Accessing information by voice

Dr. Roger Tucker

Getting up to date agricultural information to farmers has always been a challenge, whether due to language, literacy or distance. A new system that can read out text in any language via mobile phone could enable many more rural communities to access the information they need.

A Kenyan farmer growing bananas for the first time is excited when the bunches of fruit appear, ready to be harvested. When he discussed expanding into this new crop, the local agricultural extension officer gave him a telephone number to call. The phone line would provide all the information needed to guide him through each step of the process. As this first batch ripens, the farmer needs advice on how best to harvest and look after the bananas once cut. He decides to call the number. A mistake now could cost him dearly.

The farmer calls using his mobile phone, and a voice offers him the choice of listening in Kiswahili or English. Although neither is his first language, he is more confident in Kiswahili, so he chooses that. After a few minutes the farmer has the information he needs, and he even recognizes the voice on the line as Ken Walibora, one of Kenya’s best known TV anchormen.

He does not know that Ken Walibora has never spoken a single word over the Banana Information Line; the information was generated automatically from text thanks to a ‘text-to-speech’ (TTS) system developed by a team led by Dr Mucemi Gakuru at the University of Nairobi. The advantage of this service is that the information can be kept up to date simply by editing web pages. All Ken Walibora had to do was to spend about 45 minutes reading aloud some carefully selected sentences. This is the power of speech technology.

Local input

The Banana Information Line is a project of the Local Language Speech Technology Initiative (LLSTI), produced in partnership with National Agriculture and Livestock Extension Programme (NALEP) of the Kenyan Ministry of Agriculture. It ran as a pilot for several months in 2006, investigating the use and possible functionality of a voice information service for Kenyan agriculture.

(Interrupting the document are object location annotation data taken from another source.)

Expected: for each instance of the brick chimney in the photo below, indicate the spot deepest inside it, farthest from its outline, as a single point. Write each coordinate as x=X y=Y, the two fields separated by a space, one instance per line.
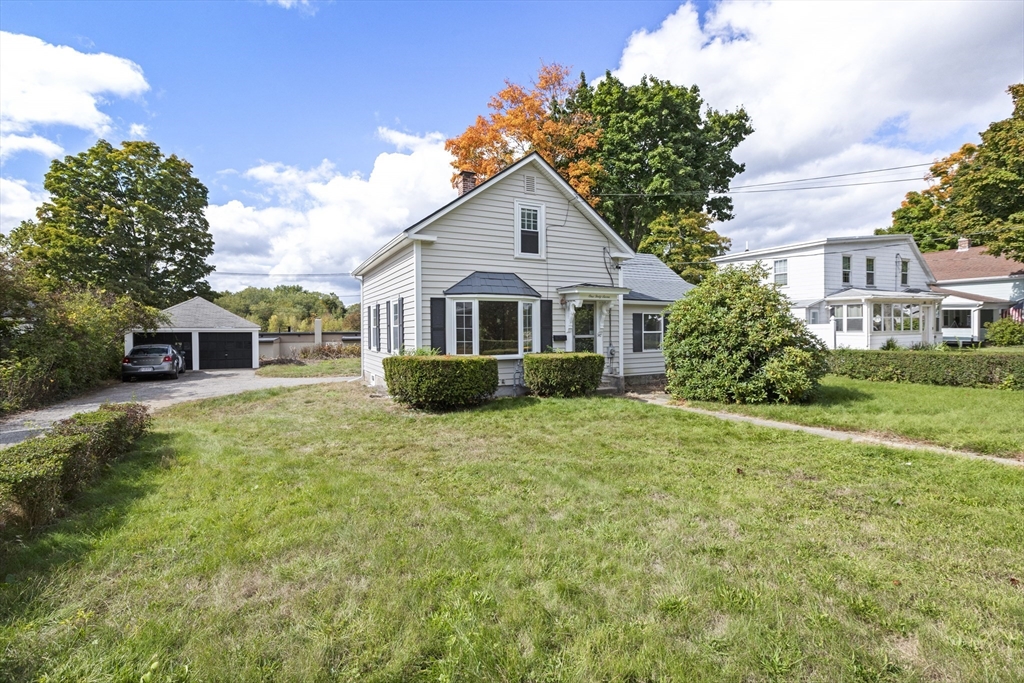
x=466 y=181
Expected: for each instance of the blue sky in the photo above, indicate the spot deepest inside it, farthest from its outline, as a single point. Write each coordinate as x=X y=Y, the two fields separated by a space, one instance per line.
x=320 y=127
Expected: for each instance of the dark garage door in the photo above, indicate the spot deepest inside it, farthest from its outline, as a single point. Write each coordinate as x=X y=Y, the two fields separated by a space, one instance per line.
x=218 y=350
x=179 y=340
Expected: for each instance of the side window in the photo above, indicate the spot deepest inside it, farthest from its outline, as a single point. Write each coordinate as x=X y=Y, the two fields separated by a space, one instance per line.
x=781 y=270
x=529 y=230
x=652 y=330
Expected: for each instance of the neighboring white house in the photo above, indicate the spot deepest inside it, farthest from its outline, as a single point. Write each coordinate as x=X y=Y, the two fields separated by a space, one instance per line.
x=978 y=288
x=208 y=336
x=515 y=265
x=854 y=292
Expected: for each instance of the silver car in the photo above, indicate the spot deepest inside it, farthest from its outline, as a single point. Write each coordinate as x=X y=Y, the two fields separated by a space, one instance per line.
x=152 y=359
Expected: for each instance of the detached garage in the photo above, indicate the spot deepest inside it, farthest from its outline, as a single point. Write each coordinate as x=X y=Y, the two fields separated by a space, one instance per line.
x=208 y=336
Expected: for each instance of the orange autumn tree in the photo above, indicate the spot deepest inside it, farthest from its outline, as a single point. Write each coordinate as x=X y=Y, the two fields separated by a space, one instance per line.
x=531 y=120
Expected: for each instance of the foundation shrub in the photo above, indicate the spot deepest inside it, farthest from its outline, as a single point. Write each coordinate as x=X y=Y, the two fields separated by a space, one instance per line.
x=1005 y=332
x=942 y=368
x=440 y=382
x=563 y=375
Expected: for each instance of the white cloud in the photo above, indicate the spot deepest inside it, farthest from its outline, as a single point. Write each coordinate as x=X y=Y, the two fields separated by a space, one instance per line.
x=836 y=87
x=17 y=202
x=137 y=131
x=323 y=220
x=47 y=85
x=11 y=144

During the evaluation of the Banana Information Line, the project team consulted with NALEP to build up a picture of the many services a voice information portal could offer farmers in the future:

  • Separate phone lines for different crops.
  • An online database where anyone, such as district or provincial level extension workers, can update data or add new information to the system, and where farmers can add their own information or post questions.
  • An alert service for farmers, offering up-to-date commodity prices and other market information, weather reports, and urgent announcements of disease outbreaks, e.g. bird flu
  • Local information, such as which crops are most suitable for a specific area, and contact information for agricultural extension officers.
  • Personalized information services. For a particular crop, a farmer could enter the size of his farm and the system could calculate the investment required and potential revenue, etc. It could also provide timely advice on crop management.
  • Each farmer would have a unique caller ID or PIN code so that they would not have to re-enter information.
  • The voice system would allow users to choose to receive information by SMS or email.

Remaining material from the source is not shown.